Washington (February 22, 2016) – Senators Edward J. Markey (D-Mass.), Joe Manchin (D-W.V.) and Richard Blumenthal (D-Conn.) today said they will vote against the nomination of Dr. Robert Califf to head the Food and Drug Administration (FDA). Senators Markey and Manchin were joined today at the U.S. Capitol by law enforcement, public health and medical leaders in calling for reforms at the FDA to help address the prescription drug and heroin crisis. In 2014, nearly 30,000 people died of an opioid overdose. The Senators also pledged to take their opposition to Dr. Califf’s nomination to the Senate floor before the final vote this week.
“The FDA is supposed to be our nation’s pharmacist, but right now, it is prescribing dangerous and addictive painkillers without limits, without supervision and without consequence,” said Senator Markey. “We need the leader of the FDA to be a tough cop on the beat, not a rubber stamp approving the latest Big Pharma painkillers that are the cause of this deadly scourge of opioid addiction and overdoses. The FDA must begin by agreeing to convene advisory committees for all opioid approval decisions, period. We are hemorrhaging lives by the day, and reforming the FDA is the first step needed to staunch the flow of suffering and death.”
“With 51 Americans dying every day due to an opioid overdose, the FDA now more than ever needs a champion who is committed to changing the way the agency handles opioids,” said Senator Manchin. “The FDA needs new leadership, new focus and a new culture. Dr. Califf’s past involvement with the pharmaceutical industry indicates that he will not be this person. He will not have the impact or leadership capabilities that the nation needs to stem the tide of the opioid crisis. It is for these reasons that I am opposing Dr. Califf’s nomination as the FDA Commissioner.”
“In the face of a spiraling opioid crisis, the FDA has utterly, abjectly failed to protect Americans,” said Senator Blumenthal. “Instead of desperately needed reform in opioid drug oversight, this nominee offers only more of the same. The FDA has not put the necessary regulatory controls in place to protect public health and ensure access to safe medications. Rampant opioid addiction is sweeping our county like a hurricane—leaving overdose deaths and heartbroken families in its wake. We must address this crisis with the same sense of urgency we use when responding to a natural disaster.”
“Law enforcement has stepped into this conversation because we see the horrific effects of addiction on families, communities and society, and we said ‘no more’,” said Gloucester, Massachusetts Police Chief Leonard Chief Campanello. “If we in law enforcement can change how we do business to work with our citizens, then we should hold accountable those entities whose job it is to regulate the drugs that directly lead to death in this country. Law enforcement sees the suffering of adults and children. But we must begin by asking the question of why the only entities who do not see the approval of Oxycontin for the past eleven years as reprehensible and irresponsible are pharmaceutical companies and the FDA. As law enforcement, we promise to hold accountable those who perpetuate this disease and continue to be part of the problem and not the solution.”
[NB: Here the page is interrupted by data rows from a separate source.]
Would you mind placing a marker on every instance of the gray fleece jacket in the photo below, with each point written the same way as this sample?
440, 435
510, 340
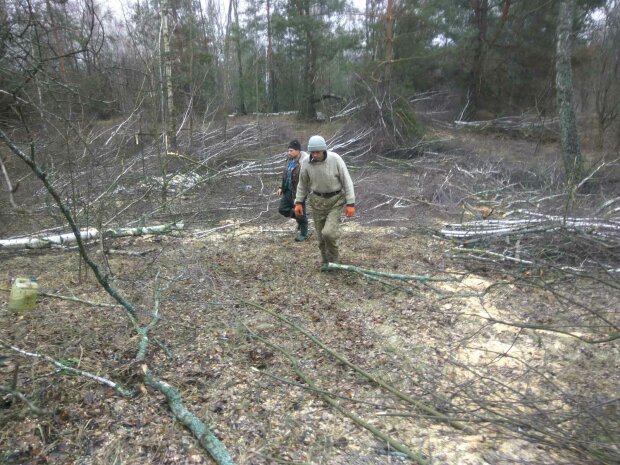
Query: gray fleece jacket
329, 175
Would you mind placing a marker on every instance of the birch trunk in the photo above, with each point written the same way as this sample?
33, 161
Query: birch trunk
569, 138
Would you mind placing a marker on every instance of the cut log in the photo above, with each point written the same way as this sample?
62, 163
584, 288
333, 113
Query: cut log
85, 234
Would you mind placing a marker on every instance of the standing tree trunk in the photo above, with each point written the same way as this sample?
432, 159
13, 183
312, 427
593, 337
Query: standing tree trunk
241, 84
308, 110
481, 9
389, 45
167, 102
569, 138
273, 98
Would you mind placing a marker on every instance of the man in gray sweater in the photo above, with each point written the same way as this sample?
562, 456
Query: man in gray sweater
325, 175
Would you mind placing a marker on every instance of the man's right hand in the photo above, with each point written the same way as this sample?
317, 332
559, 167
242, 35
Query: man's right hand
299, 210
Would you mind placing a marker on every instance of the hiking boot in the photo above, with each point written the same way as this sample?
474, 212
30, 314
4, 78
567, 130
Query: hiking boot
303, 233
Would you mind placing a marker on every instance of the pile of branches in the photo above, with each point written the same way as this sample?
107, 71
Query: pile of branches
528, 239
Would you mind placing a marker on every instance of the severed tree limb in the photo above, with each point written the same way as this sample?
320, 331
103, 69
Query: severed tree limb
401, 277
201, 432
116, 386
329, 398
424, 280
207, 440
399, 394
86, 234
69, 298
143, 332
612, 337
10, 187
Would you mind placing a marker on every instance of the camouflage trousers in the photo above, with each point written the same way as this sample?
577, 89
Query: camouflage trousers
326, 214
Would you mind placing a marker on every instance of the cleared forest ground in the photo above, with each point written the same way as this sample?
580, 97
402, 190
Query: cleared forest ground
236, 269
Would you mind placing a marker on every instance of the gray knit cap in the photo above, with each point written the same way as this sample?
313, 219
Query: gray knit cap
316, 144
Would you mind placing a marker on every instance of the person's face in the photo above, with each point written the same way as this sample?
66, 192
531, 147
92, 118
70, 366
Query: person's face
318, 155
292, 153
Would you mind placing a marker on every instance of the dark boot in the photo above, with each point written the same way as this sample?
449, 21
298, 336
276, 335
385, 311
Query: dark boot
303, 232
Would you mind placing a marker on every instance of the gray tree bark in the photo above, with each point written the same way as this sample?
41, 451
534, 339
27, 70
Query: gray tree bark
569, 137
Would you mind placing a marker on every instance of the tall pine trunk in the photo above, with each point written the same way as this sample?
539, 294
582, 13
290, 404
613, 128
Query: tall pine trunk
569, 137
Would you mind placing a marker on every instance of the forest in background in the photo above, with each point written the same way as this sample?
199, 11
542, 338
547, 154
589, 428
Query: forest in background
487, 129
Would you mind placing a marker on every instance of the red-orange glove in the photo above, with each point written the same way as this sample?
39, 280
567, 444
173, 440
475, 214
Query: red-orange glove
299, 210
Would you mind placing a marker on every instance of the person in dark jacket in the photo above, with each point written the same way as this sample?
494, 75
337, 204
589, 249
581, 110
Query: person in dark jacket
288, 188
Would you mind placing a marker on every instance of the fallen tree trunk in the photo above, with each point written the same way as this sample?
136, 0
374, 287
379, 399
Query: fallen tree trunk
85, 235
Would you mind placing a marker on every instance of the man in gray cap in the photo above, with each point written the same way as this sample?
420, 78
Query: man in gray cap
325, 175
288, 187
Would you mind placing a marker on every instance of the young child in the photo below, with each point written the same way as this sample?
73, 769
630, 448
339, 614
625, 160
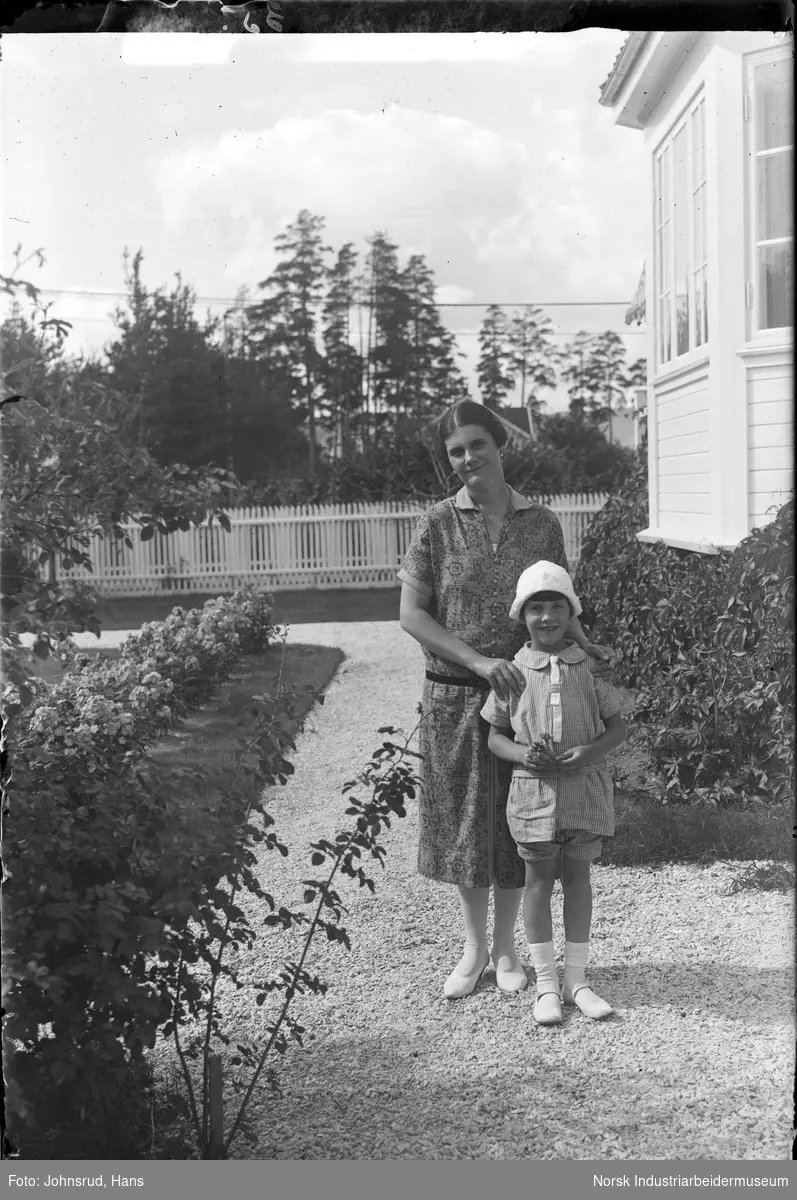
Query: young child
563, 723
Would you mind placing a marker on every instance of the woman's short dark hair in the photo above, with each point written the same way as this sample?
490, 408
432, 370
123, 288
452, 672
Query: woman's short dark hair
467, 412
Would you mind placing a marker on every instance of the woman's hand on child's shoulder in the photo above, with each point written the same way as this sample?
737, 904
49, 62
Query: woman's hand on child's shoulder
600, 660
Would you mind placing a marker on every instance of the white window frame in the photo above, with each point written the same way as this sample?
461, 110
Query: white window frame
695, 353
754, 331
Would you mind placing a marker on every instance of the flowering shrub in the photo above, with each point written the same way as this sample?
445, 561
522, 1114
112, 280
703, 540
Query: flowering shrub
708, 641
111, 876
721, 727
102, 711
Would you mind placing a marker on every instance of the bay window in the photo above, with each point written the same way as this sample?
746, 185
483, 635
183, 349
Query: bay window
768, 113
681, 287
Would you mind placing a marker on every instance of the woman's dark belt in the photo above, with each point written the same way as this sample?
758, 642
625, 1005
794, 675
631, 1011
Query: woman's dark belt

“As a close observer of FDA’s opioid decision-making for many years, I have watched the agency repeatedly put the interests of opioid manufactures ahead of public health, even in the face of a worsening addiction epidemic,” said Dr. Andrew Kolodny, Chief Medical Officer of Phoenix House Foundation. “The FDA’s handling of opioids may be one of the best examples in history of regulatory agency failure leading to a public health catastrophe.”
“The bottom line is that we need to go at this problem from every angle and with the help of everyone – family assistance, counseling programs, drug courts, consumer and medical education, law enforcement support, state and federal legislation,” said Sheriff Rodney Miller, Executive Director of the West Virginia Sheriff’s Association. “We’re doing everything humanly possible from a police standpoint. With continued support and tireless work from everyone, we can beat this epidemic once and for all. We thank Senator Manchin and Senator Markey for fighting for change at the FDA that is going to help stop the addictive drugs from hitting our communities.”
“Opioid addiction has reached epidemic proportions, now killing more Americans each year than automobile accidents,” said John Rosenthal, c-founder of the Police “The American people need an FDA that is a watch-dog not a lap-dog for the pharmaceutical industry. The FDA should revoke their irresponsible approval of OxyContin for children and Zohydro, which their own advisory committee recommended against.”
“We believe that more needs to be done to properly address this crisis. We support the efforts of Senator Manchin and Markey to change the culture at the FDA so that we can stop these addictive prescription drugs from harming our communities,” said Ronda Eddy, Director of the Jefferson Day Report Center in the Eastern Panhandle of West Virginia. “The health and safety of our families and communities in West Virginia and in Jefferson County depends on ending the drug abuse epidemic.”